A proposta é mostrar que a IA pode ser uma aliada no processo educacional, desde que não substitua a participação ativa do aluno. Para o professor Jean Rafael, coordenador de Robótica Educacional do Instituto Blue Educação, em Brasília, impedir completamente o contato dos estudantes com essas ferramentas não é uma estratégia realista. 

“A IA veio para ficar. Não adianta dizer aos alunos que eles não podem utilizar a inteligência artificial durante os estudos ou para resolver as tarefas de casa. O que precisamos fazer é instruí-los para o uso correto dessa ferramenta.”
 

Entre o auxílio e o atalho

Um dos principais desafios está em diferenciar o uso da inteligência artificial como recurso de aprendizagem daquele em que a ferramenta simplesmente entrega a resposta pronta. Para os educadores, essa diferença é fundamental. 

Uma ferramenta de IA pode, por exemplo, ajudar o estudante a compreender um conceito, sugerir caminhos para uma pesquisa, apresentar diferentes formas de abordar determinado assunto ou auxiliar na organização das ideias. O problema aparece quando o aluno apenas copia o resultado e deixa de participar da construção do conhecimento. 

“A IA é uma poderosa ferramenta e, como ferramenta, deve ser parte do processo de aprendizado. Ela não pode ser a parte absoluta, não pode ser o todo. O aluno precisa interagir com aquela inteligência artificial e alternar seu uso com meios de pesquisa tradicionais para construir todo o processo cognitivo que aquela tarefa foi pensada para desenvolver”, explica Jean Rafael. 

A mudança também altera a relação do estudante com a própria pesquisa. Em vez de simplesmente procurar uma resposta, passa a ser necessário questionar a informação recebida, comparar fontes, identificar possíveis erros e compreender o conteúdo antes de utilizá-lo.
 

O que acontece quando a resposta vem pronta?

A preocupação das escolas não está apenas relacionada à possibilidade de cópia em trabalhos ou tarefas. O debate envolve uma questão mais profunda: o impacto que a dependência excessiva da tecnologia pode ter sobre o desenvolvimento das habilidades cognitivas. 

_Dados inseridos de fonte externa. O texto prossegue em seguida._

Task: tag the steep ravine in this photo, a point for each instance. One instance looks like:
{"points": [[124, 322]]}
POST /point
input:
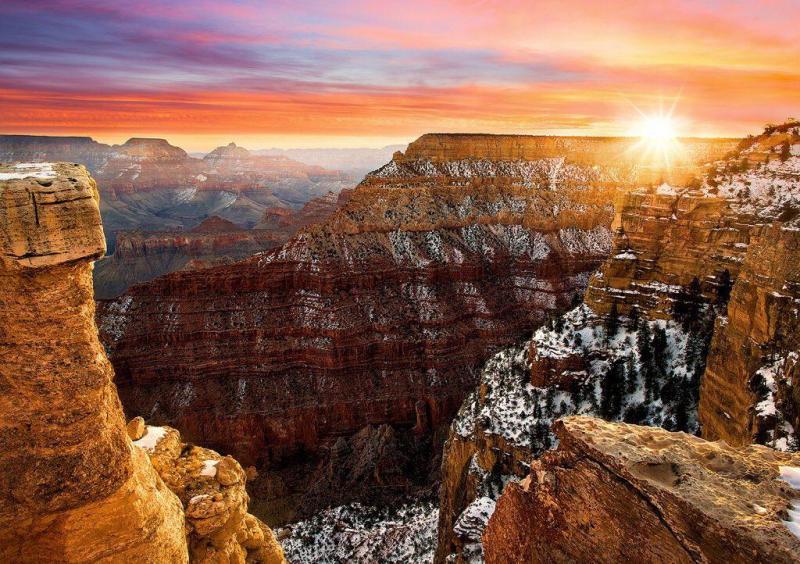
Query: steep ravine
{"points": [[637, 350]]}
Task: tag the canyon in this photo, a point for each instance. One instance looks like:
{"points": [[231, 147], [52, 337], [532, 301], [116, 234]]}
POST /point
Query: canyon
{"points": [[441, 326], [335, 363], [688, 325], [164, 211], [614, 492], [74, 487], [150, 185], [141, 256]]}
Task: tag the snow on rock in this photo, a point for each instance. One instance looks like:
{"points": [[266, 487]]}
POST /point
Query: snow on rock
{"points": [[780, 434], [19, 171], [472, 522], [363, 534], [791, 475], [151, 438]]}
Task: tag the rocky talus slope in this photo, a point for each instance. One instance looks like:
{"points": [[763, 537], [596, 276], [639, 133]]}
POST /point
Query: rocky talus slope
{"points": [[614, 492], [359, 338], [74, 488], [637, 349]]}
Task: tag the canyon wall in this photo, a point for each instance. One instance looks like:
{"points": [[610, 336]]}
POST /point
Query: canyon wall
{"points": [[74, 487], [148, 184], [637, 349], [379, 316], [140, 256], [750, 392], [615, 492]]}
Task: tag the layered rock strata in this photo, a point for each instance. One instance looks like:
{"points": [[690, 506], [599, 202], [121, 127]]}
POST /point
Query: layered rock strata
{"points": [[380, 315], [148, 184], [750, 391], [73, 488], [676, 255], [617, 492], [141, 256], [211, 489]]}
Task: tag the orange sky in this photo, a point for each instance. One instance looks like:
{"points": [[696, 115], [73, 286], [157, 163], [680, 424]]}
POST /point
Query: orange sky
{"points": [[355, 73]]}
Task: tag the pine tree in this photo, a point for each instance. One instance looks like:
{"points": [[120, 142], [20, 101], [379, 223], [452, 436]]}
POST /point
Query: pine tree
{"points": [[660, 347], [682, 411], [612, 390], [635, 317], [630, 375], [612, 321]]}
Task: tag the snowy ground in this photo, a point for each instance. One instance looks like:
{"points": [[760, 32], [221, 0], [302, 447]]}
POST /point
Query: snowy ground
{"points": [[362, 534], [522, 414]]}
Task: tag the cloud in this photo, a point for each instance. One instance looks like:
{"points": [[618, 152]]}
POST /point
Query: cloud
{"points": [[393, 68]]}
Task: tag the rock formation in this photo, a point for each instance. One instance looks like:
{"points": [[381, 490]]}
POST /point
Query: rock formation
{"points": [[212, 490], [750, 388], [140, 256], [616, 492], [379, 316], [73, 487], [148, 184], [637, 349]]}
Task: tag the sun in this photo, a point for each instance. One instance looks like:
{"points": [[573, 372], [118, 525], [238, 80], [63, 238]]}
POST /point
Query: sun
{"points": [[659, 145], [658, 129]]}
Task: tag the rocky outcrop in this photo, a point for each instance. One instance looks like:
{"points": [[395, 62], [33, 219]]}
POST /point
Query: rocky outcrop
{"points": [[141, 256], [749, 390], [212, 491], [287, 222], [636, 350], [73, 488], [616, 492]]}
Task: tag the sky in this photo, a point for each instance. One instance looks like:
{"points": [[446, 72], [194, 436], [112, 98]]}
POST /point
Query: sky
{"points": [[294, 73]]}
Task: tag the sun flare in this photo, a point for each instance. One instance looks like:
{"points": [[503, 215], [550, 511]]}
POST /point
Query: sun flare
{"points": [[659, 129]]}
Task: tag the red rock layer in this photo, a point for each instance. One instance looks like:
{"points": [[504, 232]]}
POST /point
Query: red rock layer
{"points": [[760, 330], [141, 256], [379, 316]]}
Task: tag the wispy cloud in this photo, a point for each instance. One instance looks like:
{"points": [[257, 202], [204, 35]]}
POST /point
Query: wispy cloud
{"points": [[392, 68]]}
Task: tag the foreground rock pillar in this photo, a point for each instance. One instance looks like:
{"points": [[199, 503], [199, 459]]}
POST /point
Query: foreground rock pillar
{"points": [[72, 487]]}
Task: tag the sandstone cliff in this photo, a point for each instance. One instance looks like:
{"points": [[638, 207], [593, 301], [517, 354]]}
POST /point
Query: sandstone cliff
{"points": [[616, 492], [211, 489], [74, 488], [148, 184], [140, 256], [637, 349], [750, 391]]}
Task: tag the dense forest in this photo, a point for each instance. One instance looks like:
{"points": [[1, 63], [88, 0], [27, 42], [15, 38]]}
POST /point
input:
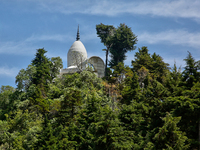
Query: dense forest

Isso porque uma atividade escolar não é pensada apenas para chegar a uma resposta correta. Resolver um problema, escrever um texto ou pesquisar determinado assunto também envolve interpretação, raciocínio, tentativa, erro, seleção de informações e construção de argumentos.  

“Quando passamos um dever de casa ou uma tarefa para os estudantes, não queremos simplesmente que eles resolvam por resolver. O mais importante é o que eles vão absorver e aprender durante o processo de resolução daquela tarefa.” 

Nesse sentido, utilizar a IA para eliminar justamente essa etapa pode fazer com que o estudante entregue uma atividade correta sem necessariamente ter aprendido o conteúdo. “Se a IA vem com a resposta pronta e o aluno simplesmente coloca a pergunta, copia a resposta e entrega, onde entra o processo de aprendizado? Esse processo é inexistente.”
 

Escola precisa ensinar também a usar a tecnologia

A presença da inteligência artificial amplia o papel da escola. Além de ensinar conteúdos tradicionais, educadores passam a ter o desafio de preparar os estudantes para utilizar tecnologias que já fazem parte de sua realidade. 

Isso significa discutir ética, responsabilidade, checagem de informações e limites de uso, mas também ensinar os alunos a fazer perguntas melhores, analisar respostas e utilizar a tecnologia para ampliar e não substituir sua capacidade de pensar. 

Para Jean, a ausência dessa orientação pode favorecer uma relação de dependência. “Se não tomarmos cuidado de instruir adequadamente nossos estudantes, eles vão se tornar cada vez mais dependentes desse tipo de ferramenta e seu desenvolvimento cognitivo pode ser prejudicado ao longo do processo educacional.” 

A questão, portanto, já não é mais se os estudantes terão contato com a inteligência artificial. Para as escolas, o desafio é prepará-los para conviver com ela de maneira crítica e responsável. Afinal, em uma realidade na qual uma resposta pode estar a poucos segundos de distância, aprender a pensar continua sendo uma habilidade que nenhuma tecnologia deveria substituir.